Group Final Project

From Brainstorming to Project Direction

During our first group brainstorming session, We kept talking about the L protein stability, how the MS2 L protein interacts with the bacterial chaperone DnaJ, whether specific amino acid changes affect lysis behavior, and how modifying certain regions could potentially improve protein function. We also discussed improving lysis efficiency and helping MS2 overcome possible host resistance.

stability alone was too broad. The bigger question became: Can we help the L protein maintain function while reducing its dependence on host processing? This became important because proteins that cannot maintain proper folding or structural integrity may lose function before successfully carrying out membrane-associated activity.

Previous studies identified Lodj mutants that could overcome DnaJ-related lysis defects, suggesting that modifications in specific regions of the L protein may influence how strongly the protein depends on host processing.

Goal: For this project, we want to investigate whether selected modifications can help the MS2 L protein maintain function while preserving the biological properties required for lysis.

• maintain folding robustness • preserve structural persistence • maintain membrane-associated activity • potentially reduce reliance on DnaJ-assisted processing • maintain or improve lysis efficiency

Previous studies showed that relatively small amino acid changes in the MS2 L protein can significantly affect lysis behavior and host dependence. To build on this, we will first identify regions predicted to contribute to membrane-associated activity, DnaJ-related processing, and overall structural stability while distinguishing regions that may tolerate modification. We will use Lodj variants as a reference point because previous studies suggest that changes in these variants can influence how strongly the L protein depends on DnaJ-assisted processing.

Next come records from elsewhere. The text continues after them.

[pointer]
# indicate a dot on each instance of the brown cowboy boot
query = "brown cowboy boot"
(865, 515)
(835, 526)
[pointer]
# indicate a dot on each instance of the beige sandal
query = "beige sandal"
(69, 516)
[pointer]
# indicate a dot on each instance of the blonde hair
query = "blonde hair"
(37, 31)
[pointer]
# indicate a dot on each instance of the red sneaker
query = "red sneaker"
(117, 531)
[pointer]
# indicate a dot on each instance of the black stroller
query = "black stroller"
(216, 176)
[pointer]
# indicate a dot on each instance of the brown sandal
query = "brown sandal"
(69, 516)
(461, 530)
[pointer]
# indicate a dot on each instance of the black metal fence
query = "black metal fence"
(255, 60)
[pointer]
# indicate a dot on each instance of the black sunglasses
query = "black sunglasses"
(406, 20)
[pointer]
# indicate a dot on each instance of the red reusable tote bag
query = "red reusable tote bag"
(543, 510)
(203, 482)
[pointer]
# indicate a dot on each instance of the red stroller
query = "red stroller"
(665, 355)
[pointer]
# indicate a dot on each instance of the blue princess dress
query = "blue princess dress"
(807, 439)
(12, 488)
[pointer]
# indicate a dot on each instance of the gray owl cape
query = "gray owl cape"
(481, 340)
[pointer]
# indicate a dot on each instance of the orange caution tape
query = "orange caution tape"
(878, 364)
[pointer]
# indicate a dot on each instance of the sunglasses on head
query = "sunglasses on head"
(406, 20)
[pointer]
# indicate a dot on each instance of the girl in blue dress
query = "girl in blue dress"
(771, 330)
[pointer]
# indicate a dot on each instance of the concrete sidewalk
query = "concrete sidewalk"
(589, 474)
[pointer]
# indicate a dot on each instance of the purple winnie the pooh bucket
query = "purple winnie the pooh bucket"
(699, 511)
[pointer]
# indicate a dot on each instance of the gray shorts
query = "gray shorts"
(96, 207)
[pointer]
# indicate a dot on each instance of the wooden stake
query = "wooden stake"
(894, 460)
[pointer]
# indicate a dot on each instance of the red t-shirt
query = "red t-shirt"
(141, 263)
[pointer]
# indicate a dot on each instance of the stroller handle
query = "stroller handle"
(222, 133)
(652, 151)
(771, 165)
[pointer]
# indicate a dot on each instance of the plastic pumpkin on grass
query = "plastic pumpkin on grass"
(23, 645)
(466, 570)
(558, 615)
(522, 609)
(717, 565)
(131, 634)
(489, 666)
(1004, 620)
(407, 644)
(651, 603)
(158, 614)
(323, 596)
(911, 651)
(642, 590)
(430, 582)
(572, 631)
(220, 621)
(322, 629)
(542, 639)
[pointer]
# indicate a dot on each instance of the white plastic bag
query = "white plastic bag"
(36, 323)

Sequence conservation analysis: We will compare available MS2 L protein sequences and related lysis proteins to identify:

• highly conserved residues that are likely important for function • less conserved regions that may better tolerate modification • candidate regions for mutation selection

Because highly conserved residues are often linked to important biological functions, these regions may be less suitable targets for engineering. Less conserved regions may provide safer locations for introducing modifications while minimizing disruption of essential activity.

Structural prediction and visualization: We will use AlphaFold, ESMFold & ChimeraX to examine:

• predicted structural organization of the L protein • membrane-associated regions • candidate residues selected from conservation analysis • flexible regions that may contribute to instability

The goal is not only to visualize the protein structure, but also to determine whether candidate mutations are located in regions likely to tolerate modification without disrupting membrane-associated activity.

Computational stability analysis: Computational prediction tools will be used to compare wild-type and candidate mutant designs and estimate whether modifications are predicted to stabilize or destabilize protein behavior before moving into experimental testing.

Note: This project direction was built from ideas discussed during our first group brainstorming session and our shared discussion notes. Since we had limited time for additional discussions, I continued developing and expanding the project while keeping our original ideas and overall direction as the foundation of the work.

References

1. Chamakura KR, Tran JS, Young R. (2017). MS2 Lysis of Escherichia coli Depends on Host Chaperone DnaJ. Journal of Bacteriology, 199(12): e00058–17.
2. Chamakura KR et al. (2017). Mutational Analysis of the MS2 Lysis Protein L. Microbiology.
3. Mezhyrova J, et al. (2023). In vitro Characterization of the Phage Lysis Protein MS2-L. Microbiome Research Reports, 3:28.
4. Jumper J, Evans R, Pritzel A, et al. (2021). Highly Accurate Protein Structure Prediction with AlphaFold. Nature, 596:583–589.
5. Lin Z, Akin H, Rao R, et al. (2023). Evolutionary-scale Prediction of Atomic-Level Protein Structure with a Language Model. Science, 379(6637):1123–1130.